Understanding Precision, Recall, and the Precision Recall Curve
Precision and recall are the fundamental metrics for understanding detection system behavior. These metrics reveal different failure modes and help you choose the right operating point for your specific use case.
📐 PRECISION: HOW ACCURATE ARE YOUR DETECTIONS?
Precision answers: "Of all the boxes my model drew, how many actually contained objects?"
Precision = True Positives / (True Positives + False Positives)
A model with 90% precision means 9 out of 10 detections are correct. The remaining 10% are false alarms - boxes drawn where no object exists. Low precision creates noise: users see phantom detections everywhere, downstream systems waste resources processing fake objects.
🎯 RECALL: HOW COMPLETE IS YOUR COVERAGE?
Recall answers: "Of all the real objects in the image, how many did my model find?"
Recall = True Positives / (True Positives + False Negatives)
A model with 80% recall finds 8 out of 10 actual objects. The missing 20% are objects the model completely missed. Low recall means safety gaps: obstacles go undetected, defects slip past inspection, critical information gets lost.

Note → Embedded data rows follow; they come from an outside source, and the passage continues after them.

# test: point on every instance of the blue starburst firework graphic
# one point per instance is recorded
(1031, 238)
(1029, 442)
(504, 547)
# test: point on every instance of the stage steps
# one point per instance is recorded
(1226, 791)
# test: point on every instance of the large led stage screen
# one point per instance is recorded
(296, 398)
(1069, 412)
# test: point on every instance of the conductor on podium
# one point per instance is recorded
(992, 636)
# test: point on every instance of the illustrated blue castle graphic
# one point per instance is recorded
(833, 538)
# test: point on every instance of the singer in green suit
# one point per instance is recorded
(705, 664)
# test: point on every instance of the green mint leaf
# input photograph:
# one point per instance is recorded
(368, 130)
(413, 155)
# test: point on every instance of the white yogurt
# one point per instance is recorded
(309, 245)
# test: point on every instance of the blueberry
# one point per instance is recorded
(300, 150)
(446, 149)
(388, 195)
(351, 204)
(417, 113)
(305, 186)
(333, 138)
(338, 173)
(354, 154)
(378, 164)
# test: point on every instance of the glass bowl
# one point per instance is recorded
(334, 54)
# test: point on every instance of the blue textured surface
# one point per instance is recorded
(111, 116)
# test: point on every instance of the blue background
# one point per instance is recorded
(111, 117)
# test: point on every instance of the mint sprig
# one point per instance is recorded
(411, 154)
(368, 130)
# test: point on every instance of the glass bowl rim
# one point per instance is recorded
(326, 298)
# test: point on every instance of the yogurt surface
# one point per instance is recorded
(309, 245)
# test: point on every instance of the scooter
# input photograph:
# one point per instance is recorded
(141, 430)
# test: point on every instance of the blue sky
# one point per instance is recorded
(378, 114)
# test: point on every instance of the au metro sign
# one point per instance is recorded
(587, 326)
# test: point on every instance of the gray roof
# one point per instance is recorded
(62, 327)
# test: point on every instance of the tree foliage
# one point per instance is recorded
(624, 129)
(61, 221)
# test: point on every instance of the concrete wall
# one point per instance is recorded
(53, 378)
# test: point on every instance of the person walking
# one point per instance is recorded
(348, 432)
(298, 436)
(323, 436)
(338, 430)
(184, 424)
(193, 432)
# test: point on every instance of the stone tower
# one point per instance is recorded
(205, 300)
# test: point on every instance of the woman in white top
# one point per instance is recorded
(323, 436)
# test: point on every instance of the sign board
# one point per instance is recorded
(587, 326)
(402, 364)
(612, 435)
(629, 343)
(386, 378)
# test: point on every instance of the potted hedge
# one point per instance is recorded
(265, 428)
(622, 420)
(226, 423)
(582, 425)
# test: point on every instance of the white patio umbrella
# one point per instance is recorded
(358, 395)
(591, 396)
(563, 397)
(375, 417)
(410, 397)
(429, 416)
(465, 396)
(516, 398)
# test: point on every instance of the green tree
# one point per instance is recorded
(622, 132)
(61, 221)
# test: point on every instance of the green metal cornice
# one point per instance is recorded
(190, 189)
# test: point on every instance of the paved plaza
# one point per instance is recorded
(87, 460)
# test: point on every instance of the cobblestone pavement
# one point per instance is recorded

⚖️ THE PRECISION-RECALL TRADE-OFF
Every detection model outputs confidence scores. By changing your confidence threshold, you trade precision for recall:
- High threshold (0.9): Only keep very confident detections. Precision goes up (fewer false positives), recall goes down (more missed objects)
- Low threshold (0.3): Keep uncertain detections too. Recall goes up (find more objects), precision goes down (more false alarms)
📈 READING THE PR CURVE
The Precision-Recall curve plots precision (y-axis) against recall (x-axis) as you sweep through all confidence thresholds. A perfect model hugs the top-right corner (100% precision at 100% recall). Real models show a downward slope - gaining recall costs precision.
The curve shape tells you about model quality. A curve that stays high before dropping indicates a model with good discrimination - it finds most true positives before false positives start appearing. A curve that drops immediately suggests the model struggles to separate real objects from background.